Predictive Modeling in Excel
For predictive analytics, Excel? Really Really?
Usually, that is the first reaction I get when I bring the subject up.
When I show how we can explore Excel's versatile nature to create predictive models for our data science and analytics ventures, this is accompanied by an incredulous look.
If the stores around you started gathering consumer data, should they follow a data-based approach to sell their goods?
Let me ask you a question. Can their revenue/sales be predicted or the number of goods estimated?
Now you have to wonder how they are going to construct a complex mathematical model in the world that can predict these things?
And it may be beyond their reach to study analytics or recruit an analyst. The good news is here-they don't need to.

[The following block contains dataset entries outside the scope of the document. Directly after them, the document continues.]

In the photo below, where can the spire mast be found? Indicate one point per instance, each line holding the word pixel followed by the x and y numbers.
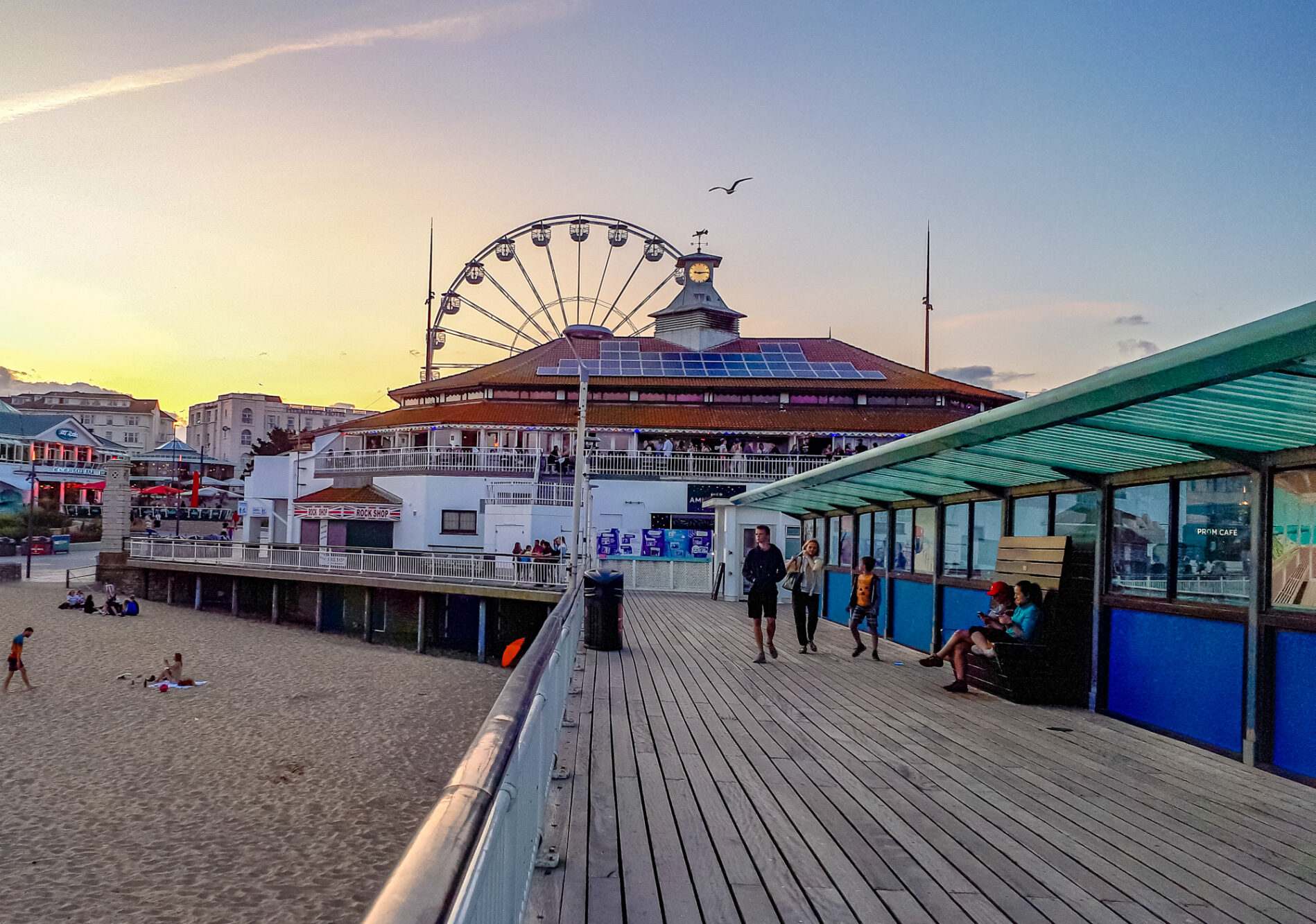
pixel 927 306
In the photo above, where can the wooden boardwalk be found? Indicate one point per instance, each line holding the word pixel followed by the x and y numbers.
pixel 822 787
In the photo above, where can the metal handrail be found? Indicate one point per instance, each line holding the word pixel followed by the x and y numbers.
pixel 474 855
pixel 474 568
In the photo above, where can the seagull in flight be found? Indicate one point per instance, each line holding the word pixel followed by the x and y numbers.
pixel 732 187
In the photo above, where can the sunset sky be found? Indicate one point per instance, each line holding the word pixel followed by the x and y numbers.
pixel 209 198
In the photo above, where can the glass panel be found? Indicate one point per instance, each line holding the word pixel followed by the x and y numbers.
pixel 1077 516
pixel 1032 515
pixel 1215 540
pixel 954 557
pixel 986 536
pixel 879 537
pixel 1292 556
pixel 904 536
pixel 924 540
pixel 847 540
pixel 1140 540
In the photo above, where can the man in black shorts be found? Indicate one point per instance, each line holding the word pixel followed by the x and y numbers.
pixel 763 568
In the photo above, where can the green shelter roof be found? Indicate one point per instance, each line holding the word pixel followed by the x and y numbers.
pixel 1235 395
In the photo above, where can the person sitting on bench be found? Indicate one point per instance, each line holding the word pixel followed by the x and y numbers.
pixel 1018 625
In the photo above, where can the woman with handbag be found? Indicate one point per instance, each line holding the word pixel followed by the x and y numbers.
pixel 804 579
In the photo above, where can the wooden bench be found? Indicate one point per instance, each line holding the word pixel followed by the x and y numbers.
pixel 1045 670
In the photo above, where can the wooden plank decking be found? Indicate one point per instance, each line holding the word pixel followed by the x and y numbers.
pixel 822 787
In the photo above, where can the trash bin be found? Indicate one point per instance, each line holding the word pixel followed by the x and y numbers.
pixel 603 591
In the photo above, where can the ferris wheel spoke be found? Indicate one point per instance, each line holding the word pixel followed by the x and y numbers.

Without having to write complicated code that flies over most people's heads, Microsoft Excel gives us the opportunity to conjure predictive models.
In MS Excel, we can easily construct a simple model such as linear regression that can help us perform analysis in a few simple steps.
What is Linear Regression?
It is a linear approach to statistically model the relationship between the dependent variable (the variable you want to predict) and the independent variables (the factors used for predicting). Linear regression gives us an equation like this:
Y=M1*X1+M2*X2+.............+MnXn+C
Here, we have Y as our dependent variable, X’s are the independent variables and all M’s are the coefficients. Coefficients are basically the weights assigned to the features, based on their importance and C is the constant which is basically the intercept.
Getting the All-Important Analysis ToolPack Excel Add-in
To perform a regression analysis in Excel, we first need to enable Excel’s Analysis ToolPak Add-in. The Analysis ToolPak in Excel is an add-in program that provides data analysis tools for statistical and engineering analysis.
To add it in your workbook, follow these steps.
Step 1 – Excel Options
Go to Files -> Options:
Step 2 – Locate Analytics ToolPak
Go to Add-ins on the left panel -> Manage Excel Add-ins -> Go:
Step 3 – Add Analytics ToolPak
Select the “Analysis ToolPak” and press OK:
You have successfully added the Analysis ToolPak in Excel! You can check it by going to the Data bar in the Ribbon.
Let’s start building our predictive model in Excel!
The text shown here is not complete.